Scottish Advanced Highers
Grades DDD. All subject areas considered.
International Baccalaureate
Overall profile of 24 points to include 12 at Higher Level to inlcude grade 4 in Mathematics and Grade 4 in English Language.
Access to Higher Education (HE)
Overall profile of 55% (120 credit Access) (NI Access Course) to include a pass in NICATS Maths (level 2) or GCSE Maths at Grade C or 4.
Overall profile of 45 Merits (60 credit Access Course) (GB Access Course) to include GCSE Maths at Grade C or 4.
GCSE
GCSE (or equivalent) profile to include minimum of Grade C or 4 or above in Mathematics and Grade C or 4 in English Language.
Please note that for purposes of entry to this course the Level 2 Certificate in Essential Skills - Application of Number is NOT regarded as an acceptable alternative to GCSE Maths.

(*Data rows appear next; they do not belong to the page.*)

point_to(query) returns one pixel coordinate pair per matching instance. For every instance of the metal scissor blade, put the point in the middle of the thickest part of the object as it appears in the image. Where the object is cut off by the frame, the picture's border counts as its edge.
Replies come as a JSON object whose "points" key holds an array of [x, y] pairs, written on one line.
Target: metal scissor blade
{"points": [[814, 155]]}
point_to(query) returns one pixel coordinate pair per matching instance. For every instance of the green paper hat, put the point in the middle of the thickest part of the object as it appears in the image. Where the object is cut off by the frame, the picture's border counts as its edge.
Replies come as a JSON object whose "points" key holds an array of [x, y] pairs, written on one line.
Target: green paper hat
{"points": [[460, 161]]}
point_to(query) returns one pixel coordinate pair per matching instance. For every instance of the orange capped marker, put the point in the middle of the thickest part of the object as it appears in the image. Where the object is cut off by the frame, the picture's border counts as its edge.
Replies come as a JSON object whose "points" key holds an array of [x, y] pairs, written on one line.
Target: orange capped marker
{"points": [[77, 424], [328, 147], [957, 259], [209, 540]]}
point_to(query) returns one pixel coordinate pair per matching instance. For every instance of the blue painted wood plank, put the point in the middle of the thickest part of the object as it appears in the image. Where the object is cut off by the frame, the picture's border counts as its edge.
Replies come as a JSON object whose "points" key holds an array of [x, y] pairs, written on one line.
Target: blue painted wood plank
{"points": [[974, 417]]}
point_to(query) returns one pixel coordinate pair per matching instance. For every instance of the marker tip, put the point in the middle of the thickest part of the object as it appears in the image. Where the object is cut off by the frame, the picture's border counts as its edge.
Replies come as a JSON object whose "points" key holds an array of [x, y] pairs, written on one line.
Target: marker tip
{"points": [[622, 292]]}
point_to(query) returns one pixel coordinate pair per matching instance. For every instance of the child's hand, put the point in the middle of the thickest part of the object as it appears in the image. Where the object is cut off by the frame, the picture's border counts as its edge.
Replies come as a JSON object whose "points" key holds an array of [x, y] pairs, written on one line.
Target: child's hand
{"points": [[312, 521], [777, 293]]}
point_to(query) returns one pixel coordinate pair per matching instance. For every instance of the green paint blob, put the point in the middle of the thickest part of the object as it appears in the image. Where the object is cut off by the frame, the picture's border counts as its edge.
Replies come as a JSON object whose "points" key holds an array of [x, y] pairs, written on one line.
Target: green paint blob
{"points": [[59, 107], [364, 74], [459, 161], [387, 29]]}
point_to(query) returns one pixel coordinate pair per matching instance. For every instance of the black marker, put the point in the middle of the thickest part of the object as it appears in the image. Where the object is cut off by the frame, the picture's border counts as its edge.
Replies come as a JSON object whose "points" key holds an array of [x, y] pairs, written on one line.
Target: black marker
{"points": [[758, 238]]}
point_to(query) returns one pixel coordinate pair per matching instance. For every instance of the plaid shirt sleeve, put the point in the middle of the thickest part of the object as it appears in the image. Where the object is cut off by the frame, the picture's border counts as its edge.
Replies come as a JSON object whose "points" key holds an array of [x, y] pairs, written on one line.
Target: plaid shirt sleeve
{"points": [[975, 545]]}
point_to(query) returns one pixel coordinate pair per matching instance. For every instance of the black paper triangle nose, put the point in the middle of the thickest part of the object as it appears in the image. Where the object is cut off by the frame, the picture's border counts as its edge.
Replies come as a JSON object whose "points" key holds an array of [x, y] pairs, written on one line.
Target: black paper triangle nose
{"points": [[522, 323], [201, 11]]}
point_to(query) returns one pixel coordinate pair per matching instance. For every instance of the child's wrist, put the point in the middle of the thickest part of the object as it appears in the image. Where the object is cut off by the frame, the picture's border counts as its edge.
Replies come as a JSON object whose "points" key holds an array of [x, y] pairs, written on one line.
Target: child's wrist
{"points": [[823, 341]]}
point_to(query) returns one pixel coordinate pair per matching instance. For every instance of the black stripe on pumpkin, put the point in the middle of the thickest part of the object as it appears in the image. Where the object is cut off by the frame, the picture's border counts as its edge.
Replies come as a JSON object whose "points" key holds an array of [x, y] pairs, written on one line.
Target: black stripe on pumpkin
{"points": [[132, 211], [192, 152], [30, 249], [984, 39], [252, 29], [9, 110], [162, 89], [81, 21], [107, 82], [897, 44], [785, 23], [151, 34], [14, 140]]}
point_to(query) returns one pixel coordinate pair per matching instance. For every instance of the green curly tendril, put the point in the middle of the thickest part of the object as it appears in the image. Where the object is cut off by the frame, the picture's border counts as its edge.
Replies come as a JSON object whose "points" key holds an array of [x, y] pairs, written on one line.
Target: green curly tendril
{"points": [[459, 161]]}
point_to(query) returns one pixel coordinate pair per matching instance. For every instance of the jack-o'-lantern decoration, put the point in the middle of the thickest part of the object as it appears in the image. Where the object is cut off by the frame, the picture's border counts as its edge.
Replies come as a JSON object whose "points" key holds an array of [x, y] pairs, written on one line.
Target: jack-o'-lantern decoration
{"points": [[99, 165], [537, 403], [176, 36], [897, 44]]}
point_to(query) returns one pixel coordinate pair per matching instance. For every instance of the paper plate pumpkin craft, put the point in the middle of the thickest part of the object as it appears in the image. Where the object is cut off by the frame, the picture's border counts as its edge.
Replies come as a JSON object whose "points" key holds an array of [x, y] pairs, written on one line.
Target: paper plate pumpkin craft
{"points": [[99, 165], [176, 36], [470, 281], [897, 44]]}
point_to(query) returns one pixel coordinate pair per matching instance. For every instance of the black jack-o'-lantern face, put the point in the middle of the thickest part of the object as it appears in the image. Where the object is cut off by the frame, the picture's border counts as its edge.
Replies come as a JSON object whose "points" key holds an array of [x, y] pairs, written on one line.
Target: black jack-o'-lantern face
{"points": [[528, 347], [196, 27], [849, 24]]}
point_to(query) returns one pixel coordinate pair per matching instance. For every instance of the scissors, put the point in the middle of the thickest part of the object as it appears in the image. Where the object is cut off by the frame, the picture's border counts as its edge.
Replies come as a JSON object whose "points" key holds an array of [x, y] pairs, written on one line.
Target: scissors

English Language Requirements
English language requirements for international applicants
The minimum requirement for this course is Academic IELTS 6.0 with no band score less than 5.5. Trinity ISE: Pass at level III also meets this requirement for Tier 4 visa purposes.
Ulster recognises a number of other English language tests and comparable IELTS equivalent scores.
Additional Entry Requirements
HNC
Pass HNC with overall Merit in a relevant subject area for year 1 entry only to include distinctions in 45 Level 4 credits to include GCSE Maths at Grade C or 4.
HND Year 1
Pass HND in any subject area. GCSE Maths Grade C/4 or an alternative Mathematics qualification acceptable to the University is also required.
HND Year 2
Pass HND rwith overall Merit in a relevant subject area. To include GCSE Maths at Grade C or 4. HND applications may be considered for year 2 entry where the curriculum sufficiently matches that of Ulster University full time year 1 course.
Ulster Foundation Degree
Pass in Foundation Degree with an overall mark of 40% and minimum 40% in all taught level 5 modules. To inlcude GCSE Maths at Grade C or 4. Applicants will normally be considered for entry to an associated Honours degree (normally Year 2 entry if FD in a relevant subject area).
Exemptions and transferability
Transfers are processed in accordance with the Faculty Admissions Policy for dealing with transfer requests from existing students.